The jobless rate hasn’t fallen below 8 percent—twice what some economists say is acceptable—since January 2009, when President Obama took office. It’s a reflection of a job market that labor experts on Wednesday characterized as being defined by mismatches.
“You can’t be a farmer living in New York City, so we have to line up what you’d like to do with where the job opportunities are,” Jane Oates, assistant secretary of the Labor Department’s Employment and Training Administration, said after delivering keynote remarks at a National Journal labor policy summit.
Whether it’s where the jobs are, perceptions of what they entail, or the skills required, the labor market is characterized by unevenness, Oates and a panel of experts said during the event. For example, the recession hit one part of the labor force, while the recovery is helping another.
“What we’ve observed is that where the jobs have been lost, they’re not coming back. Where the jobs have been gained, they’re in different sectors,” said Nicole Smith, senior economist at the Georgetown University Center on Education and the Workforce.
Many of the jobs lost in construction and related fields are showing up in the health care, education, and professional business-service sectors, she said. And, though the sector is small now, green jobs are “part of the way forward.” The science, technology, engineering, and mathematics fields are all growing, too, but the pool of qualified applicants needs to grow with it.
There’s also an expectations mismatch.

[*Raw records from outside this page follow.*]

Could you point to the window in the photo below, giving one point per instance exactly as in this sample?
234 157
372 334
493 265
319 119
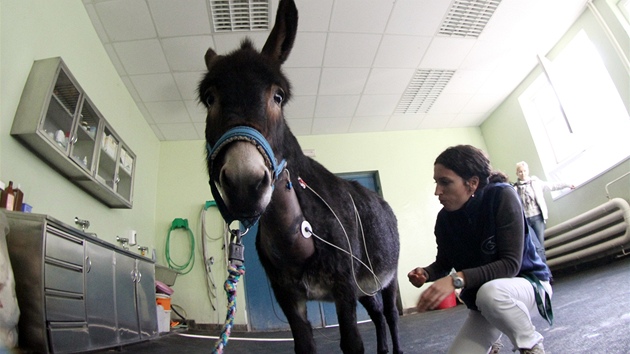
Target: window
578 120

Veterans, for example, have trouble finding work not because they’re underqualified, but because they aren’t prepared to translate their skills or they have incorrect assumptions about the marketplace.
“We also have to train our servicemembers what it means to get out of the military and go into the civilian workforce,” said Tom Tarantino, chief policy officer at Iraq and Afghanistan Veterans of America. “What we found through our studies is that veterans have too high of an expectation.”
Similarly, women and minorities are underrepresented in certain trade fields, Oates said. It's not that there isn't employer demand, but rather that employee perceptions have to change.
“We have all the players in place,” Oates said. “We need to get a better script.”